The third front of the Brazilian crisis is the economic front. The Brazilian economy, already in doldrums, has been badly hit by the pandemic. Since the crisis began, the Brazilian stocks have plummeted to the ground, the dollar gone through the roof and investors have fled the country. With job losses and increasing poverty, the situation will only get worse and Brazil’s ultra-neoliberal finance minister Paulo Guedes has shown little imagination to arrest the slump. To make the gloomy scenario even worse, the aid announced by the government to low-income workers took a long time to be officially signed by the President due to bureaucratic hurdles.
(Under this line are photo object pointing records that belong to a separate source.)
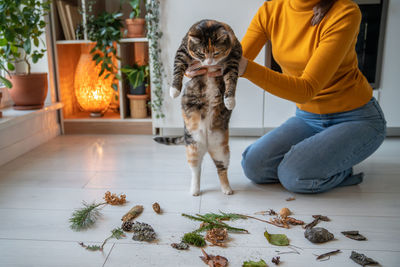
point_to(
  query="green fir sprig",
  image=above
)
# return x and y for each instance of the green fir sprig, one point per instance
(85, 217)
(116, 233)
(212, 220)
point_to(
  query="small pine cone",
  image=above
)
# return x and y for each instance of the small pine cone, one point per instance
(127, 226)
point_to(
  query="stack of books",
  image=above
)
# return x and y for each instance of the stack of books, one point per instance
(70, 18)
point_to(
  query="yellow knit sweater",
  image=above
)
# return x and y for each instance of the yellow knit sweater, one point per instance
(319, 63)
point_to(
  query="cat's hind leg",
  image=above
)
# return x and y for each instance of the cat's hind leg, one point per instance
(195, 153)
(218, 148)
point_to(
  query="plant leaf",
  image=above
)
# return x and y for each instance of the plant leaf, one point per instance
(277, 239)
(260, 263)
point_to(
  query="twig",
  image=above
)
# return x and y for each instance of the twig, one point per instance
(328, 254)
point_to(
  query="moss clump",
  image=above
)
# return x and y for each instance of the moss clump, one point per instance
(194, 239)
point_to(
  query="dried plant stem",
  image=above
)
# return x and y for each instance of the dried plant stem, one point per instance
(261, 220)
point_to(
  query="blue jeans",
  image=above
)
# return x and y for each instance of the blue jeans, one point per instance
(313, 153)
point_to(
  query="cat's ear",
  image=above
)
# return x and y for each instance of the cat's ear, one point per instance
(194, 39)
(223, 35)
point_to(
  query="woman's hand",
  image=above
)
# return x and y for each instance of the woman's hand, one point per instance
(242, 65)
(197, 69)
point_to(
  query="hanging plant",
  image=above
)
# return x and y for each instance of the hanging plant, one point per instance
(154, 34)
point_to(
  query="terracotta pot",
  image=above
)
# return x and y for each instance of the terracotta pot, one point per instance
(28, 91)
(135, 27)
(1, 113)
(141, 53)
(138, 106)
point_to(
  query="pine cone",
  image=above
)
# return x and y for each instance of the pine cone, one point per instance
(127, 226)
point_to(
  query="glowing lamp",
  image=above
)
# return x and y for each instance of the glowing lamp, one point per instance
(93, 93)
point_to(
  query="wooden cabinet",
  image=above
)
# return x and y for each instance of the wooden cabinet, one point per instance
(176, 18)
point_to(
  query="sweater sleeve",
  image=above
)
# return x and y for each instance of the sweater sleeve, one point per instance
(256, 35)
(334, 44)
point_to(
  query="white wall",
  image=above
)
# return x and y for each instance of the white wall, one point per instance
(390, 79)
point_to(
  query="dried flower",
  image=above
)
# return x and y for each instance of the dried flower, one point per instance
(132, 213)
(113, 199)
(157, 208)
(217, 236)
(143, 232)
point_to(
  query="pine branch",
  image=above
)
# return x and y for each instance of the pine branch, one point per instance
(85, 217)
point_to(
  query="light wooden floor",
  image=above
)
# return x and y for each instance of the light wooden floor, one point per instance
(39, 191)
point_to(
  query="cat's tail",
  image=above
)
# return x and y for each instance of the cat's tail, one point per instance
(170, 140)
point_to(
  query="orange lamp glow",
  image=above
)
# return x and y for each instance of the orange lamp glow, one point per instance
(93, 93)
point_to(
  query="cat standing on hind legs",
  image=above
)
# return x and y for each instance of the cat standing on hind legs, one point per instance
(207, 102)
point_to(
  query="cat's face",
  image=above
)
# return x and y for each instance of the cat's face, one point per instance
(209, 42)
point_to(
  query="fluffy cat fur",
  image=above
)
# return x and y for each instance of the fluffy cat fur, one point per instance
(207, 102)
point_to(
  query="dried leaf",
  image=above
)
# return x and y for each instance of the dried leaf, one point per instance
(214, 261)
(114, 199)
(157, 208)
(277, 239)
(132, 213)
(285, 212)
(362, 259)
(328, 254)
(260, 263)
(317, 218)
(354, 235)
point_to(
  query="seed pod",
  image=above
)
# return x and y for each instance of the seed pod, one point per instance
(157, 208)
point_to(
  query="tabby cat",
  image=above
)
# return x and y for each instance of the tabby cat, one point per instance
(207, 102)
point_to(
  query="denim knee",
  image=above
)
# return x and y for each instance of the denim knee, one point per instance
(256, 169)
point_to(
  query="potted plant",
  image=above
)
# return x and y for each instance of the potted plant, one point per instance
(135, 25)
(21, 27)
(138, 77)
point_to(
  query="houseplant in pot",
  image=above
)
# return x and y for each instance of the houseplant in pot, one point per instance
(135, 25)
(21, 26)
(138, 77)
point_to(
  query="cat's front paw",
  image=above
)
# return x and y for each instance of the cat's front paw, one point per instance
(173, 92)
(227, 190)
(229, 102)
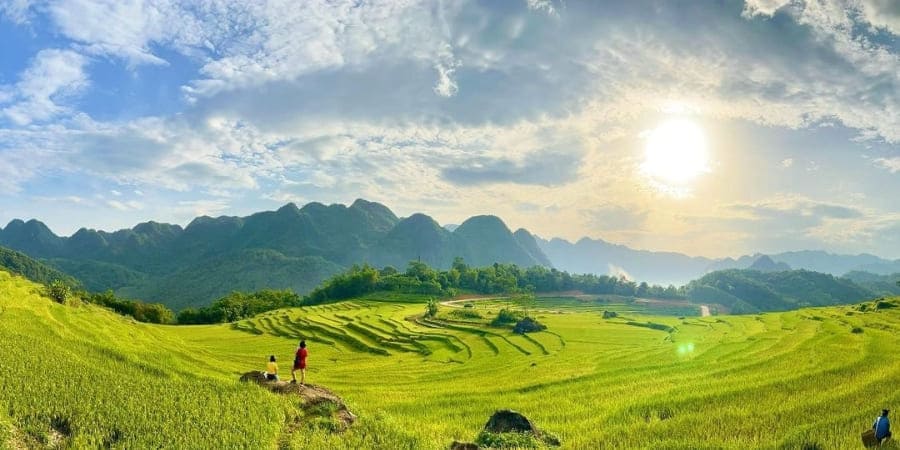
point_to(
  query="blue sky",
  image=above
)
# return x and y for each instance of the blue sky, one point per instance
(538, 111)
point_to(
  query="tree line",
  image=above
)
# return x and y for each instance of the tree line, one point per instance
(418, 278)
(495, 279)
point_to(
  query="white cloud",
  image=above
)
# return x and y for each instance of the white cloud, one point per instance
(128, 28)
(124, 206)
(51, 77)
(17, 11)
(763, 7)
(891, 164)
(542, 5)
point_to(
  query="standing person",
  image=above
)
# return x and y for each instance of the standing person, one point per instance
(300, 363)
(272, 369)
(882, 426)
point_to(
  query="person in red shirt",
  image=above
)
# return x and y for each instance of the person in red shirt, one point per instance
(300, 363)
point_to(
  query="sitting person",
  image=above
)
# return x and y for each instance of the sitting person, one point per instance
(882, 426)
(272, 369)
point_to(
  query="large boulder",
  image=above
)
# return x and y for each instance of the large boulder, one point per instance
(528, 325)
(506, 420)
(510, 428)
(316, 400)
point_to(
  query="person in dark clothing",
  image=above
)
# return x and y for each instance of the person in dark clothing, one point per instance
(882, 426)
(300, 363)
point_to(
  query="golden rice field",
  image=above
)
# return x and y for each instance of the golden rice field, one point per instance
(83, 377)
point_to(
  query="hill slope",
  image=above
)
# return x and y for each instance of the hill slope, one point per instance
(20, 264)
(807, 379)
(747, 291)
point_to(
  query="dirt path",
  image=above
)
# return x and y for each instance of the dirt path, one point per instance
(458, 303)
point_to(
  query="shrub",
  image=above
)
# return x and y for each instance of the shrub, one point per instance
(505, 317)
(431, 309)
(58, 291)
(465, 314)
(528, 325)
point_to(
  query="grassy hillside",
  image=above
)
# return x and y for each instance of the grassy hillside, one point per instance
(749, 291)
(813, 377)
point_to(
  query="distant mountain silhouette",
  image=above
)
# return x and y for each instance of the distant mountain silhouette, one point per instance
(601, 257)
(291, 247)
(766, 264)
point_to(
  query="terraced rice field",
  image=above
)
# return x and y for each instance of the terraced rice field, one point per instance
(800, 379)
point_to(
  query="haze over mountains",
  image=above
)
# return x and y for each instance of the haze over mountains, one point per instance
(297, 248)
(598, 256)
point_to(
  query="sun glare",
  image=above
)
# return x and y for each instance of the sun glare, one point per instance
(675, 153)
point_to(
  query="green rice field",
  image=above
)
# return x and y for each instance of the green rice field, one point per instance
(656, 376)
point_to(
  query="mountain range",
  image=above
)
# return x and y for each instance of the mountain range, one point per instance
(298, 248)
(292, 247)
(598, 256)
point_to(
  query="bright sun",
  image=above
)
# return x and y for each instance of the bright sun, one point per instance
(675, 153)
A real test of a country – and its leadership – comes during a crisis. Brazil has shown its resolve to fight the pandemic. But the president has abandoned his people. Brazil, right now, is like a rudderless ship sailing through a perfect storm.
(The author is a freelance journalist based in São Paulo. She was a correspondent for the O Globo newspaper in India between 2006 and 2012. Views expressed are personal.)